Enquanto há disputa no Congresso pelos cargos na CPMI do 8 de janeiro, governo e oposição também movem suas peças nas redes sociais para tentar definir a pauta da investigação ainda antes do seu início. Dois antecedentes ajudam a dar parâmetros para a dinâmica da comissão: a CPI da Covid, em 2021, e a CPI do 8 de janeiro, que já está funcionando na Câmara Legislativa do Distrito Federal.
A CPI da Covid produziu atenção, movimentou as redes e ajudou a criar um contraponto oficial ao governo Bolsonaro, com pressão que, na visão dos opositores, acelerou a vacinação. Mas houve poucos efeitos jurídicos consistentes. E mesmo o sucesso na comunicação foi limitado a um dos campos políticos. A direita bolsonarista continuou engajada e teve na CPI porta-vozes que validavam as versões propagadas pelo então presidente.

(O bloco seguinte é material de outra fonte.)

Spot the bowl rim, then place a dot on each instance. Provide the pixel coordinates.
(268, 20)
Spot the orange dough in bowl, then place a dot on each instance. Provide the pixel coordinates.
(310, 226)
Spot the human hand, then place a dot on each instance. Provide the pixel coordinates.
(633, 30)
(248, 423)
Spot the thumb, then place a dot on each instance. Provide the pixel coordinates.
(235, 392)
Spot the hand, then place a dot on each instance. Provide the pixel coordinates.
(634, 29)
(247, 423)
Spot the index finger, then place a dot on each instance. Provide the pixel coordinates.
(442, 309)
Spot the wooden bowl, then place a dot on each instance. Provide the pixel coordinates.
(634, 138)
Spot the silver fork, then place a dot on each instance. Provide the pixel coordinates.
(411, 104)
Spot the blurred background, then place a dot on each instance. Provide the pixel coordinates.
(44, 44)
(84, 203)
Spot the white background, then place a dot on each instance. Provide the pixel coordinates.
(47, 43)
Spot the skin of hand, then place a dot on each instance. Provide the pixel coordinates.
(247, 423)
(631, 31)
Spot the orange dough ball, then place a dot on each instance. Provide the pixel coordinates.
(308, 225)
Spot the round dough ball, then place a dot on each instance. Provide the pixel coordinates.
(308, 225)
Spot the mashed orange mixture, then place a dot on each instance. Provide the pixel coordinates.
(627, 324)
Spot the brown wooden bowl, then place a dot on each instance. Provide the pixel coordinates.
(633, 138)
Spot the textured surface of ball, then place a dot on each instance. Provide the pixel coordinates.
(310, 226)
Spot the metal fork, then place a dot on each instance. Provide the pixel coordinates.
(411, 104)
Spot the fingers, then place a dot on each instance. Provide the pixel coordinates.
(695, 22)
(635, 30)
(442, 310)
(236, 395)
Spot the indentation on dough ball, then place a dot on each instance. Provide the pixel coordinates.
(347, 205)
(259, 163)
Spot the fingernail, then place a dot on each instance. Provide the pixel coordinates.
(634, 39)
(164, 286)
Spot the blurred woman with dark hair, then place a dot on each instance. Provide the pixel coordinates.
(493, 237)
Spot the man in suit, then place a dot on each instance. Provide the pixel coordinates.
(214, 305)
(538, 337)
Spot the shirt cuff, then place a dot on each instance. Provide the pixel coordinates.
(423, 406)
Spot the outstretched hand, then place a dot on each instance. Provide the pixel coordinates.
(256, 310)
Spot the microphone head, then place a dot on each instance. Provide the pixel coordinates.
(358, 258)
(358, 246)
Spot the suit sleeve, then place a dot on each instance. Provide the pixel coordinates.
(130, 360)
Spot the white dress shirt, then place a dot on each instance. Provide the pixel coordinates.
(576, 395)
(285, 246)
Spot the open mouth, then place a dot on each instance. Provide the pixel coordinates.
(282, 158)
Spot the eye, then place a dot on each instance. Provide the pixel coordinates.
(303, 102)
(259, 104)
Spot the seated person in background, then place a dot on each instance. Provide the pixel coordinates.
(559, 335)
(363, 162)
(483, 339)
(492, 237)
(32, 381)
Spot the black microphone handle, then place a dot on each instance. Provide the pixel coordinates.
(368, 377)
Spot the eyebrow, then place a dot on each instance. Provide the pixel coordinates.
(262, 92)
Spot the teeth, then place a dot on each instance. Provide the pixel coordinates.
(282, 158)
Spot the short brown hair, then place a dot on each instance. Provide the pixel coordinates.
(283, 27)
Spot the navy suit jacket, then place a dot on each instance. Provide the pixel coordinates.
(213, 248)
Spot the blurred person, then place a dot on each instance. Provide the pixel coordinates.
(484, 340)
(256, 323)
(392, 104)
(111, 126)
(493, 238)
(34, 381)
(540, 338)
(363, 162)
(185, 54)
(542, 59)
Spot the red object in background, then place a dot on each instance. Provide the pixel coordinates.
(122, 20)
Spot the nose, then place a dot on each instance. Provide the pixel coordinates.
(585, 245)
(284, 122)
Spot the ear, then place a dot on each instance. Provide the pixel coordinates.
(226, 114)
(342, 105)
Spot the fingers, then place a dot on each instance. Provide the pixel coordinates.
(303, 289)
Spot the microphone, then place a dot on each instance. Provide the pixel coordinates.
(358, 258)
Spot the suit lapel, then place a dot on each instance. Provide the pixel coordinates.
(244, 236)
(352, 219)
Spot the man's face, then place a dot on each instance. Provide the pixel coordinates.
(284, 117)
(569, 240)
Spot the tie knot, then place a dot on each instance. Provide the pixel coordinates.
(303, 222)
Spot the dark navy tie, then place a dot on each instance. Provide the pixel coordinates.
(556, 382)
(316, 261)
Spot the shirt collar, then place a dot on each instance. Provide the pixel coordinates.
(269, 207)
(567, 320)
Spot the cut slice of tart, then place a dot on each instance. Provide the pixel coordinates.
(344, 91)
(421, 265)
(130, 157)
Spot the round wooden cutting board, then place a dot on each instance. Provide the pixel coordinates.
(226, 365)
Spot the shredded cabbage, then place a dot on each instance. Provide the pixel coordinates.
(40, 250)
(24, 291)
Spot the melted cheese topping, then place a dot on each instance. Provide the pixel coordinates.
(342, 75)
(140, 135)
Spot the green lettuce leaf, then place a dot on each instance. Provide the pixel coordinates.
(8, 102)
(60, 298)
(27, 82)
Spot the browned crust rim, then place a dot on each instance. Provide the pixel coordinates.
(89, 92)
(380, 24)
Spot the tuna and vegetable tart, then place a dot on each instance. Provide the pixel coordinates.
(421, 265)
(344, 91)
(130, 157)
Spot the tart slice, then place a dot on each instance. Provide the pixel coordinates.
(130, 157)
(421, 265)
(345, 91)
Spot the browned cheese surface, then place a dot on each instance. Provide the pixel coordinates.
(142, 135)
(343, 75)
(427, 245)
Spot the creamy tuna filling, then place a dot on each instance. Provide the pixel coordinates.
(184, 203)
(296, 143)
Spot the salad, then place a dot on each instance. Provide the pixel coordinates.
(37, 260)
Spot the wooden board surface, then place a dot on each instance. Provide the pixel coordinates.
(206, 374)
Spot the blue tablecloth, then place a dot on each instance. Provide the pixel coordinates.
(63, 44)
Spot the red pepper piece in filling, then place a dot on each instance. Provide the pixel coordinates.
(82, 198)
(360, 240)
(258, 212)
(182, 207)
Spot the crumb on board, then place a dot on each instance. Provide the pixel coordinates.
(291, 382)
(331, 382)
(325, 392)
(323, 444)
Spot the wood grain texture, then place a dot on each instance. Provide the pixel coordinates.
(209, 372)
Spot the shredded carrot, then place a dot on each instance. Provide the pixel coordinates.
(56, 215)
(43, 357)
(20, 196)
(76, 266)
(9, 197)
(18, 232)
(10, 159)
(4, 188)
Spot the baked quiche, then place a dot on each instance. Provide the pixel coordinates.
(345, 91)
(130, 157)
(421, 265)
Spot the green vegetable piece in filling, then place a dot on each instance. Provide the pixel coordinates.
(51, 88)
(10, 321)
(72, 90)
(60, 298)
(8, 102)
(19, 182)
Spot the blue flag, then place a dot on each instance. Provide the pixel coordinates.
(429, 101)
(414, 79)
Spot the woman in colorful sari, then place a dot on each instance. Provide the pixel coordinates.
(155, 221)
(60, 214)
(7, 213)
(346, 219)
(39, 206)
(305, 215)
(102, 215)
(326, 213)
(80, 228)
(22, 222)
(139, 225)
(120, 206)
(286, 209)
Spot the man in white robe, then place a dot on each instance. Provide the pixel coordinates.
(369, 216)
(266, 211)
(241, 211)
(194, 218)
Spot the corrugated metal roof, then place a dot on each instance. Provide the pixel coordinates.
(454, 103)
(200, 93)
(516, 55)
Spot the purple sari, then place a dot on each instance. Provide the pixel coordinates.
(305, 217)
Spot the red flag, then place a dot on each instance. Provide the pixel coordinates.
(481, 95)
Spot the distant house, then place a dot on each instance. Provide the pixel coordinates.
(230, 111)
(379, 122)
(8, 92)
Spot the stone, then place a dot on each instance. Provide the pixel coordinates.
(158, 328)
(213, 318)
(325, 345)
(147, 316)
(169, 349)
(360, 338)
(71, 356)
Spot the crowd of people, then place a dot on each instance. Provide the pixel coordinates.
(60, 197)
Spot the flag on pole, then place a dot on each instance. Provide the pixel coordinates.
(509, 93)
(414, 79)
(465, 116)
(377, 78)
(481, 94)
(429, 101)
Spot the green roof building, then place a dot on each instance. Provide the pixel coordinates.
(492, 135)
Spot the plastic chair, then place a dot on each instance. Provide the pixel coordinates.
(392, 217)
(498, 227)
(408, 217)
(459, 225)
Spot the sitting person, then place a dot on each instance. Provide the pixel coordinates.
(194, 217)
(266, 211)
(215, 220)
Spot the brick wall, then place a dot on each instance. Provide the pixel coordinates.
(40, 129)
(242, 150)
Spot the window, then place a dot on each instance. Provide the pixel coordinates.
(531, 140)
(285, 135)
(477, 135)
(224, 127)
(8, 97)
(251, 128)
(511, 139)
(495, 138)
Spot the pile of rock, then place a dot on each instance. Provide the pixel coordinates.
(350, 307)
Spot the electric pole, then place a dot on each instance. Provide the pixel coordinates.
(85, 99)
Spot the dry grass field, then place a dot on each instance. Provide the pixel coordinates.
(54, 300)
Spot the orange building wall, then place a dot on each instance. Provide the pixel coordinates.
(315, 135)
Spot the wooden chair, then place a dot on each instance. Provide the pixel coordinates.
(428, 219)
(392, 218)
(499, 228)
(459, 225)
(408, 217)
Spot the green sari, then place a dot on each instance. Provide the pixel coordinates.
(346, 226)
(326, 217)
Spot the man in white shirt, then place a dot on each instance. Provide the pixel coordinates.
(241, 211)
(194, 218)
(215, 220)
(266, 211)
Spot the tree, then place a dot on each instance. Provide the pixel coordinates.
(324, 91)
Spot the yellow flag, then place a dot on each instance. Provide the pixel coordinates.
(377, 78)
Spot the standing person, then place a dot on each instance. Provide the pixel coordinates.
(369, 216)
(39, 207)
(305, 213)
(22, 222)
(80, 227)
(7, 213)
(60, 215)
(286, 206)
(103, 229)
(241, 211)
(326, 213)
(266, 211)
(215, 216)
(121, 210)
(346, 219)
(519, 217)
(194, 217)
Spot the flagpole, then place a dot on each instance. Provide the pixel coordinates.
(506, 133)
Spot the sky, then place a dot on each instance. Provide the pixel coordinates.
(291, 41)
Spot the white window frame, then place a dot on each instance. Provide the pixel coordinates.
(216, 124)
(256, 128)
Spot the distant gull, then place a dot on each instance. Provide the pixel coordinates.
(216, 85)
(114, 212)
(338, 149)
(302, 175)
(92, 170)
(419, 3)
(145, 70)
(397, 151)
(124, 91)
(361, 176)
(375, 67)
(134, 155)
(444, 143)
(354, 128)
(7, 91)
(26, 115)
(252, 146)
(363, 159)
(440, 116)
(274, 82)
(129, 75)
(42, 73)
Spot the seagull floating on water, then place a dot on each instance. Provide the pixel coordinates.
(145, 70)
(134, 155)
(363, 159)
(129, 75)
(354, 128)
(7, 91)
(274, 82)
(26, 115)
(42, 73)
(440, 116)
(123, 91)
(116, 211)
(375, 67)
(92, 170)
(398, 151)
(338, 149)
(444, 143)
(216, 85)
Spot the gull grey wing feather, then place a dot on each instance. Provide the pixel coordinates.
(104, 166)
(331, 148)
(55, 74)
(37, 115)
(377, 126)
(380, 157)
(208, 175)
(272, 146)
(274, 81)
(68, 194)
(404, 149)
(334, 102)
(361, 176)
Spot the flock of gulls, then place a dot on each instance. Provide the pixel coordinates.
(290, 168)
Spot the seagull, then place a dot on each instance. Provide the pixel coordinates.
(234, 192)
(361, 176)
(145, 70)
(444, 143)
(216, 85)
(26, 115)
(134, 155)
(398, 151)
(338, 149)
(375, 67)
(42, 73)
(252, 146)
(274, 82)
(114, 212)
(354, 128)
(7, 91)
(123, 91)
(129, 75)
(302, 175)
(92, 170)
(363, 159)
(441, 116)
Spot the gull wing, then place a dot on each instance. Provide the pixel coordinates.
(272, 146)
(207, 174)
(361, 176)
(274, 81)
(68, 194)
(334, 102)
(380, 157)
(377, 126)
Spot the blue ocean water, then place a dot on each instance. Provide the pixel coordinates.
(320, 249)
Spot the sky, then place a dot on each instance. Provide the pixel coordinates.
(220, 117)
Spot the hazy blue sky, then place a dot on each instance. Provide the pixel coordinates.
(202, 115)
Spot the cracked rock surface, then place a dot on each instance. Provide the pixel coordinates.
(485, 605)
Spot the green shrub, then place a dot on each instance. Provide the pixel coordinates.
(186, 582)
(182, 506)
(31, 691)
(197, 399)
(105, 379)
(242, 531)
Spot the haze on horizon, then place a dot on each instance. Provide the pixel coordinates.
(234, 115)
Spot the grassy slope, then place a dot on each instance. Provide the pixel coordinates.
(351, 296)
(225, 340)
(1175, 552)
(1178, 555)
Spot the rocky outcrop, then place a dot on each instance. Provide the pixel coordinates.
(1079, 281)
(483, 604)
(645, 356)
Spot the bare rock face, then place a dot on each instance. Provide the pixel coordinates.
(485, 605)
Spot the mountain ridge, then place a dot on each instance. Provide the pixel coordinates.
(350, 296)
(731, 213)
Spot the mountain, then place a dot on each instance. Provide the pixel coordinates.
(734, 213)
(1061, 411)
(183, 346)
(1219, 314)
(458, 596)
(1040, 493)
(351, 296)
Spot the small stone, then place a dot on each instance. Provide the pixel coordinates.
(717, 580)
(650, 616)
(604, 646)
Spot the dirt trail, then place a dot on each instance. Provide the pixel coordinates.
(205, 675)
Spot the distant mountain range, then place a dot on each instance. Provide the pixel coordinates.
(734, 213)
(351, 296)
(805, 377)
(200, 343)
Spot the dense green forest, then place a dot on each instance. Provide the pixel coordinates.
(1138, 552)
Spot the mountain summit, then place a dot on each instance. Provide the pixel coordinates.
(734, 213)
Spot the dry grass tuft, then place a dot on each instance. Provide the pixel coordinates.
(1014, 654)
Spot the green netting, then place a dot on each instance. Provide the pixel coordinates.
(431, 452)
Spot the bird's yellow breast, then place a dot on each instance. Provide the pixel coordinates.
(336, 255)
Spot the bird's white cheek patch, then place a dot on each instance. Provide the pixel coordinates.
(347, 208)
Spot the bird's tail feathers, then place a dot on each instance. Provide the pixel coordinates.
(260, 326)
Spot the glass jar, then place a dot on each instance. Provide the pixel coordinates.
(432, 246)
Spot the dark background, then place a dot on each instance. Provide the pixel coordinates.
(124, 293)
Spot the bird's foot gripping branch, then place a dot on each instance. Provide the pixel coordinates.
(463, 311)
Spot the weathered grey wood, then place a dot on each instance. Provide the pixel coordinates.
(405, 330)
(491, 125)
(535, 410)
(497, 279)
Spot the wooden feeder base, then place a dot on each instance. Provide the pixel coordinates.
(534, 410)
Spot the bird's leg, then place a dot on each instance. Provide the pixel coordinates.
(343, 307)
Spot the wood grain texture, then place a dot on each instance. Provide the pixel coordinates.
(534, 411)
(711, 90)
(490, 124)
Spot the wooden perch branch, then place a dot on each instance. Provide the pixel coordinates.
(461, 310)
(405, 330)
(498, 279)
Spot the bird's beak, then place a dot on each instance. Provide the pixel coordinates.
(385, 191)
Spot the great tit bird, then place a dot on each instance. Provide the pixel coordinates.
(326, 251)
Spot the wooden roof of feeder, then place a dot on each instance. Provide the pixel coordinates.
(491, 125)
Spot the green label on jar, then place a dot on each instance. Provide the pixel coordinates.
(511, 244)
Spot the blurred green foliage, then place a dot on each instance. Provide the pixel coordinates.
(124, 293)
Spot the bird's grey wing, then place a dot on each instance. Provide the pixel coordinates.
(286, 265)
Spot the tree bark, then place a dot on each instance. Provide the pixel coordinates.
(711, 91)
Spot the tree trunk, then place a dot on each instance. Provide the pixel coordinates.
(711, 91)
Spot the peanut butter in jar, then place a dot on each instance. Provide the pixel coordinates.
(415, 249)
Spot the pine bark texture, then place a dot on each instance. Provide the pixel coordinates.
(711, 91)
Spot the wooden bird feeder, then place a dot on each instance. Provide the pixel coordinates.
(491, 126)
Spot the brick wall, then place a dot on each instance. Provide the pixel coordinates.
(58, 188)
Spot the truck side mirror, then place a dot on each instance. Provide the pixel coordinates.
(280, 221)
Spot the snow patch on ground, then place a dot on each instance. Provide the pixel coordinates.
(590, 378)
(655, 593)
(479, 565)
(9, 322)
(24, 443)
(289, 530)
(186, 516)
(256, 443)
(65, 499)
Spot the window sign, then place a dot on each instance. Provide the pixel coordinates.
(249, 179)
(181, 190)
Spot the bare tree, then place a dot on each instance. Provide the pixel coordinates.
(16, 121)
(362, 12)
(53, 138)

No DF, a CPI para investigar os ataques aos Três Poderes foi instalada logo após o afastamento de Ibaneis Rocha pelo STF. Presidida por um petista, mas com ampla maioria governista, de direita, a investigação foi inicialmente vista como uma forma de tirar de Ibaneis a responsabilidade sobre a inação das forças de Segurança e também escusar a PM do DF. Até agora, a comissão concentra-se em apurar a conduta de Anderson Torres, do comandante da PM à época e mira o Exército. A tese que embasa os trabalhos é a mesma de Ibaneis: uma “pane geral”.
Ao distribuir pedaços de responsabilidade operacional para todos os lados e concentrar possíveis omissões ou condutas dolosas em CPFs de não políticos, a CPI conseguiu até aqui operar abaixo do radar das redes sociais bolsonaristas.
O deputado distrital Chico Vigilante, veterano petista com passagens pela Câmara dos Deputados, avalia que o governo federal errou ao não ter apoiado a instalação imediata de uma CPMI no Congresso. “Deu uma bandeira a eles. A quem aprontou aquela baderna nos palácios. Foi um erro”, diz o deputado.
A partir da experiência na comissão, ele aponta duas prioridades para a CPMI: encontrar os financiadores dos atos e responsabilizar integrantes das forças policiais e das Forças Armadas. No rastro do dinheiro, Chico Vigilante enxerga pegadas que vêm do campo e sugere que o agronegócio seja o alvo preferencial da investigação.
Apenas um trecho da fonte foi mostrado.